Karl Marx lesen und spielen

Kolumne von Thies Gleiss

»Dass die jetzige Welt nach Marxismus schreit, ist doch banal. Die Gegenwart ist eine einzige Bestätigung von großen Teilen des marxschen Werkes.« Solche Worte vom PDS-Professor Uwe-Jens Heuer hört man 120 Jahre nach dem Tod des von einer unbekannten, aber eindrucksvoll großen Internetgemeinde zum »Denker des Jahrtausends« ernannten Bartträgers einfach gern. Ob die private Antwort des Genossen Professor auf diesen Schrei: »Ich zum Beispiel werde ein Buch veröffentlichen: Marxismus und Politik«, ausreichend ist, wird sich zeigen. Vielleicht hilft ja zusätzlich ein praktischer Hinweis unseres alten, sich in letzter Zeit auf diesen Seiten rar machenden Mitstreiters Winnie Wolf: »Da fand ich das Treffen der Europäischen Antikapitalistischen Linken am 10.Mai in Frankfurt am Main zur Vorbereitung der Europawahlen spannend. Wir müssen diskutieren, ob eine solche linkssozialistische, kommunistische Liste in der ganzen EU aufgestellt wird. Dazu gehören dann Rifondazione Comunista aus Italien und die Ligue Communiste Révolutionnaire aus Frankreich, Gruppen aus Spanien, aus Portugal, aus Dänemark und eben auch aus Deutschland.«
Aber statt an Buch und Liste zu arbeiten, gönnen sich der Professor und der Verkehrsexperte zur Zeit ein ziemlich merkwürdiges Extravergnügen. Weil irgendwie alle scharf auf Sonderparteitage sind, opfern sie viel Zeit und Geld zur Begleitung eines solchen ihrer Hauspartei. Das Ritual des Frühsommers heißt generell Sonderparteitag. SPD, Grüne, PDS und FDP sonderparteitageln wild herum. Aber wer glaubte, dass hier besondere Themen sonderlich behandelt würden, wurde allein von der FDP an Rhein und Ruhr zufrieden gestellt.

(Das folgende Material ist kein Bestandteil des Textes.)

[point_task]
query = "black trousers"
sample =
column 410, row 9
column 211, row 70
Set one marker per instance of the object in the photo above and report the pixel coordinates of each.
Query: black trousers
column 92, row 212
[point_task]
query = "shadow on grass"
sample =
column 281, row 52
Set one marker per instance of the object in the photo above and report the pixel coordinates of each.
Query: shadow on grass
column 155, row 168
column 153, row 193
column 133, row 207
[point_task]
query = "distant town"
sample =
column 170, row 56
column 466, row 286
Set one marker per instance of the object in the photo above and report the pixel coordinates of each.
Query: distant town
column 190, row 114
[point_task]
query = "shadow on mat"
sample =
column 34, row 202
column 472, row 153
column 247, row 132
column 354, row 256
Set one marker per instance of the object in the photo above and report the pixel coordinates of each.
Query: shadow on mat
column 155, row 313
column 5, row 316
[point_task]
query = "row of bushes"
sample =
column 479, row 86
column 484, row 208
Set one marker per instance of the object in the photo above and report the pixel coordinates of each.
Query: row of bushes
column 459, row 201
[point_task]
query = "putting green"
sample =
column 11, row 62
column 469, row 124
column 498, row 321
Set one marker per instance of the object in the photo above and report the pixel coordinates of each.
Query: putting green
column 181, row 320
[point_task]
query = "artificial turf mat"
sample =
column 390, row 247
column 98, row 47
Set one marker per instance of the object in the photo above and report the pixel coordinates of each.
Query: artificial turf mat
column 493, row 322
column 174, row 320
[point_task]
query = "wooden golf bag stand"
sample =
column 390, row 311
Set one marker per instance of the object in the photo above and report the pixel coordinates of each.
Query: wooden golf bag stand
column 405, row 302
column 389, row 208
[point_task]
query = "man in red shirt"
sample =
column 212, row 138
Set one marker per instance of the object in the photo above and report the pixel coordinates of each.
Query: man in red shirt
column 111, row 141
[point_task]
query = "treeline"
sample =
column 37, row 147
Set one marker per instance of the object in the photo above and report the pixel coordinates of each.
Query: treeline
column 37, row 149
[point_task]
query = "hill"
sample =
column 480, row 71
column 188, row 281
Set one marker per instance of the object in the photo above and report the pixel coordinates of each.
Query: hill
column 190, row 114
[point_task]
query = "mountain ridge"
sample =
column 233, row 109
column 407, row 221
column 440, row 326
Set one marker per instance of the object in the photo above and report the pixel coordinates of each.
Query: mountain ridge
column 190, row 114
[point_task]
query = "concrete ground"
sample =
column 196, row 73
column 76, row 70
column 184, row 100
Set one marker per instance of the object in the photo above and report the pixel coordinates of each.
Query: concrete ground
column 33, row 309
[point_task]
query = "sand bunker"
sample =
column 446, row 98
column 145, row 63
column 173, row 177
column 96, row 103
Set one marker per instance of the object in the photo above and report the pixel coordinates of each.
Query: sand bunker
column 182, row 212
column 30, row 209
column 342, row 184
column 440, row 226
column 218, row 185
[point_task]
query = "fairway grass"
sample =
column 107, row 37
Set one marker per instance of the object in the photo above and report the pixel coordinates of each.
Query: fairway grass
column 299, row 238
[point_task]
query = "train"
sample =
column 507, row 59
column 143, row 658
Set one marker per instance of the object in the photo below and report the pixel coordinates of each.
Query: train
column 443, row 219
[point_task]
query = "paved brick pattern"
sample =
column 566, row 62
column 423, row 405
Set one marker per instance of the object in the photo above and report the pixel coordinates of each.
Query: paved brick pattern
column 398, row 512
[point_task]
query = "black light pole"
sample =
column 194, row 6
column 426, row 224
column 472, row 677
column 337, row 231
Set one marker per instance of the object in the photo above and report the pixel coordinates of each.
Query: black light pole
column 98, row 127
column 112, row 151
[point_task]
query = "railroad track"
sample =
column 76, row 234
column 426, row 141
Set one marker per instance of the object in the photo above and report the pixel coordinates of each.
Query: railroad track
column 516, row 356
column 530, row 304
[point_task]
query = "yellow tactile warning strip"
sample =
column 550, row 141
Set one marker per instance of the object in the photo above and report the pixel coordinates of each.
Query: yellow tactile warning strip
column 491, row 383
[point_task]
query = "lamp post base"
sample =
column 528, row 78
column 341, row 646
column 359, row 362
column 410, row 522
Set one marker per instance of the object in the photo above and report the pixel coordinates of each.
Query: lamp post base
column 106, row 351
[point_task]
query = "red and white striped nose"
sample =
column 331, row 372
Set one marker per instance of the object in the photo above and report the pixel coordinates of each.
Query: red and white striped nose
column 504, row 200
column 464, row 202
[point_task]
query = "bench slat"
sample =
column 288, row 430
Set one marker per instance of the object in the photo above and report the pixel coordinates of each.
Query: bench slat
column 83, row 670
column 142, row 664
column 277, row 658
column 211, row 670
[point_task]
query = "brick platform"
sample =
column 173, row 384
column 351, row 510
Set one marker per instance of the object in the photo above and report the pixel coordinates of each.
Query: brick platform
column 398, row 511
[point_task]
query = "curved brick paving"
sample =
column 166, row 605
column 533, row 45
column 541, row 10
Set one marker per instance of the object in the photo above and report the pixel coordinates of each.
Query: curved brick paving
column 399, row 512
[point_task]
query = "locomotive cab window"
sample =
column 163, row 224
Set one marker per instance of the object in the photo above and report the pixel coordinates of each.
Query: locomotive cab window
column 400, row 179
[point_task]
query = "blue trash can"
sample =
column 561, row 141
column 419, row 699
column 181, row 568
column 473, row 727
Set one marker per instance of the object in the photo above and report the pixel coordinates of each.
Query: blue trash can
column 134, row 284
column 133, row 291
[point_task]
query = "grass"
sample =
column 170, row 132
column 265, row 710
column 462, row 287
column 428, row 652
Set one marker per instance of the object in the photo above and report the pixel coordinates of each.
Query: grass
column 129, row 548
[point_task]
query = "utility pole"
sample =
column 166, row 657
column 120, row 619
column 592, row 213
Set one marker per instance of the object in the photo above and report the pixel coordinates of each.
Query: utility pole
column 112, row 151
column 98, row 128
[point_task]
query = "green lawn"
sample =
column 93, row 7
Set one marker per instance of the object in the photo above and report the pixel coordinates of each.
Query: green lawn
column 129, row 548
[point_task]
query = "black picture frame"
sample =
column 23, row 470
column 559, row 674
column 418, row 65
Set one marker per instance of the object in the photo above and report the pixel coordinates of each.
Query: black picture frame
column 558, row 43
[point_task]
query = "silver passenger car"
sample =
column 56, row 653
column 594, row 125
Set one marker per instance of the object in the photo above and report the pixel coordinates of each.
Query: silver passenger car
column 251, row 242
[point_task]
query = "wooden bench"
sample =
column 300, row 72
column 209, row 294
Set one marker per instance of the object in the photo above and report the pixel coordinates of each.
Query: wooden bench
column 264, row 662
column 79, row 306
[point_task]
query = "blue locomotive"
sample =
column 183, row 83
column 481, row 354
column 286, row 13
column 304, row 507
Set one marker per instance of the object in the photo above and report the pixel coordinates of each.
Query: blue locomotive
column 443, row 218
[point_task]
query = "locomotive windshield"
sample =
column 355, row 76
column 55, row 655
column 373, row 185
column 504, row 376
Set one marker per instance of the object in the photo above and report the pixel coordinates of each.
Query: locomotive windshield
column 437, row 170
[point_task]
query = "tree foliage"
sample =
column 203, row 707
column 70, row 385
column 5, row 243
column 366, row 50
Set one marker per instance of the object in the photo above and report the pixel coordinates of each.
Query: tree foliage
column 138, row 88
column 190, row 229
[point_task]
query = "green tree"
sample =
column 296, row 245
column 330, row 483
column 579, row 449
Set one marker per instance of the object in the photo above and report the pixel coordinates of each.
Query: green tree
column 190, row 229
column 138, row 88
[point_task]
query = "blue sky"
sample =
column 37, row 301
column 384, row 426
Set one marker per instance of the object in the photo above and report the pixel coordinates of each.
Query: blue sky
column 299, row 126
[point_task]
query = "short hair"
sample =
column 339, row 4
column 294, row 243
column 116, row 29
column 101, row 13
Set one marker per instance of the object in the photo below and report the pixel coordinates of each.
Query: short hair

Sie hat wirklich exklusiv den letzten Absprung ihres Ex-Vizevorsitzenden vorbereitet. Das gibt‘s nur einmal.
SPD und Grüne — und demnächst auch die PDS, das vorherzusagen ist wahrlich nicht schwer — dagegen organisierten die blanke Normalität: eine so bürokratisch wie gut durchorganisierte Akklamationsshow für die Mainstream-Oberturner, Sachzwangverwalter und selbst ernannten Realpolitiker — alle drei Berufe werden heute auch gern »Reformer« genannt. 90% Zustimmung — angeblich — bei SPD und Grüne für die Sozialraubagenda 2010, und niemand war überrascht. Die »Linke« wusste schon vorher, was ihr blühte.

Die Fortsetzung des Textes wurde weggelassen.